While providing clinical care for patients, his research program studies new interventions to promote functional gains in patients with neurological impairments and disabilities. Approaches include ways to optimize walking using treadmill training with partial body-weight support or a robotic-assist and strategies to maximize motor learning. Members of his program study methods to restore motor control and bladder function after a conus/cauda equina injury (Leif Havton, MD. PhD) and to manipulate gene expression for regeneration after stroke (Tom Carmichael, MD, PhD). This work includes implantation of stem cells and molecular signaling for neurogenesis.

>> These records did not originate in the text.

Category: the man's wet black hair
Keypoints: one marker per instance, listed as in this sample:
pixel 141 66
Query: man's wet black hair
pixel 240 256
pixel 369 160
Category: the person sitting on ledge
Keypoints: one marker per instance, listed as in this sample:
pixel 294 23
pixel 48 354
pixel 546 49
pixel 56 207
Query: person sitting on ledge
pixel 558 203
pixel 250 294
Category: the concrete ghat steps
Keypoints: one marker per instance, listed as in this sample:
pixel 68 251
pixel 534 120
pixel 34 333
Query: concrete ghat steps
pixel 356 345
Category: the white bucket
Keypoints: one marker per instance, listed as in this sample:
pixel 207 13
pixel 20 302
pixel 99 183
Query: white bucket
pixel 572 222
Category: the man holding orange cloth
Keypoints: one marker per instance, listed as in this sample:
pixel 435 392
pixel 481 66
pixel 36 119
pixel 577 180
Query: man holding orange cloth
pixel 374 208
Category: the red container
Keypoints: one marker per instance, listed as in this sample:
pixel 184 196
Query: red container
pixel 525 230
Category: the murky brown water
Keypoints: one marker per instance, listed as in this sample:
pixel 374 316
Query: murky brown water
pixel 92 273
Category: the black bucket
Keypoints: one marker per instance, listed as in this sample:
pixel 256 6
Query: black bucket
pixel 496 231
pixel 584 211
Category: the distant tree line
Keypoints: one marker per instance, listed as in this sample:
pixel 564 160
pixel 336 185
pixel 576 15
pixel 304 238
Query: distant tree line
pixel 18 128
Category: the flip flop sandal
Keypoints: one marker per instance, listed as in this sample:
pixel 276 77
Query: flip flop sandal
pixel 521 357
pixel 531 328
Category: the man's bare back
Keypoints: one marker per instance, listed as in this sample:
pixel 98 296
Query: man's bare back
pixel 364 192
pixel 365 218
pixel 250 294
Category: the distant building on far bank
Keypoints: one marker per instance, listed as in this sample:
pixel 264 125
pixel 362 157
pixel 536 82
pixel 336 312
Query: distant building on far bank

One goal is to probe motor and cognitive pathways visualized by fMRI and transcranial magnetic stimulation to serially assess activity-induced plasticity during physical, cognitive, pharmacologic, and biological interventions. One aim is to determine if functional neuroimaging can serve as an assay of the optimal treatments and intensity of therapies by correlating behavioral, fMRI and TMS measures. In addition, his research and academic program translate basic neurobiological approaches to learning and to mechanisms of regeneration into clinical trials.